R. PAGÉS
Benidorm revivió ayer sobre la arena de Poniente los hechos que entre el 15 de marzo y el 5 de abril del año 1740 escribirían una de las páginas más trascendentales y recordadas de su historia: la llegada a la playa de la imagen de la Virgen del Sufragio, patrona del municipio, en la popa de una barca a la deriva y que se salvó de las llamas. La escenificación, que desde hace más de veinte años corre a cargo de la Asociación Cultural y Recreativa La Barqueta, reunió a una nutrida representación de festeros, vecinos, turistas y autoridades, entre ellas el vicepresidente económico del Consell, Gerardo Camps -natural de Benidorm y que asistió como muestra del apoyo del PP regional a Pérez Fenoll, con el que departió en varios momentos de la representación pese a estar separados por las sillas de las Reinas mayor e infantil-, para recordar los hechos que desde entonces marcarían la fe y la devoción de todo un pueblo.
"N'es l'hora del alba d'avui, dia setze de març de l'any de gràcia del mil set-cents quaranta". La voz del recordado José Bayona, fallecido en 2001 pero cuya grabación se ha mantenido año tras año desde entonces, marca con esta frase el inicio de la narración, basada en un texto del académico Pere Maria Orts i Bosch y que se remonta a las primeras horas de la mañana del 16 de marzo de 1740. Tres marineros de Benidorm, Antonio Bayona, Vicente Llorca y Miguel Llorca, remolcan hasta la playa una barca que navega a la deriva. La embarcación, que en su popa luce una imagen de una Virgen con el Niño Jesús en brazos, carece de tripulación por lo que las autoridades militares obligan que sea quemada con rapidez, al sospechar que sus navegantes habían sido víctimas de la peste. Tras un conflicto entre el capitán de caballería y el juez de Marina, que quiere salvar la nave, el fuego devora la barca pero deja intacta la imagen de la Virgen y el Niño, lo que lleva a los pobladores de Benidorm a venerarla como patrona: "De les hores d'ara pels segles dels segles, ja no tindrem més Reina i Senyora que Ella".
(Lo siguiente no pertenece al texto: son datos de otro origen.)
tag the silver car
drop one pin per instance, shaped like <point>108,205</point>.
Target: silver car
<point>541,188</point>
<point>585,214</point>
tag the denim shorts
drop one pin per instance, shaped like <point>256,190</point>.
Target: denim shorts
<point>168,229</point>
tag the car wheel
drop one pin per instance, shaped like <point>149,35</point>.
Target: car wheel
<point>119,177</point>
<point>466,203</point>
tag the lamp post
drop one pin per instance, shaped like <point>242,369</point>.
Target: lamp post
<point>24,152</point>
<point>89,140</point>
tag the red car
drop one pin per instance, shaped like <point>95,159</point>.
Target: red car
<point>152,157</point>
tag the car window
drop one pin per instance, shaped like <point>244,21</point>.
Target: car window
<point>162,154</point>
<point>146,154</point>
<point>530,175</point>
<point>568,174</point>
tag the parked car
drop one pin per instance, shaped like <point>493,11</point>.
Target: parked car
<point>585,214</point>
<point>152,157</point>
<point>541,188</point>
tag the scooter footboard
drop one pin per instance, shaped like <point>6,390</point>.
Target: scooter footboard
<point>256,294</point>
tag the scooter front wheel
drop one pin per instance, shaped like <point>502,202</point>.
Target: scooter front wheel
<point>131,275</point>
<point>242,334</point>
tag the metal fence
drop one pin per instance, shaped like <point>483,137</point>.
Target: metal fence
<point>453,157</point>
La representación de La Barqueta ha visto este año incrementar su número de actores en una cifra muy considerable. Más de setenta personas, entre ellas 25 niños y niñas, fueron ayer las protagonistas del acto, una treintena más de las que participaron el pasado año. Aunque algunos papeles principales son fijos, como los de los tres marineros, el capitán de caballería, los soldados, el notario -que interpreta el secretario autonómico de Industria, Matías Pérez Such- o el juez de Marina -que cada año, desde la muerte de José Cardona, se turnan sus dos hijos- las nuevas incorporaciones que año a año va sumando La Barqueta representan a los antiguos vecinos y vecinas del Benidorm de la época.
Tras finalizar el Hallazgo, el presidente de La Barqueta, Francisco Llorens, mostró su "satisfacción" por cómo se había desarrollado la escenificación. Llorens destacó la buena climatología, que facilitó el remolque de la barca hasta la playa e invitó a miles de personas a bajar hasta Poniente para seguir el acto. Resaltó que la quema de la barca, cedida por una familia de la ciudad, se había desarrollado "a la perfección" y agradeció el apoyo a la A.C.R. La Barqueta.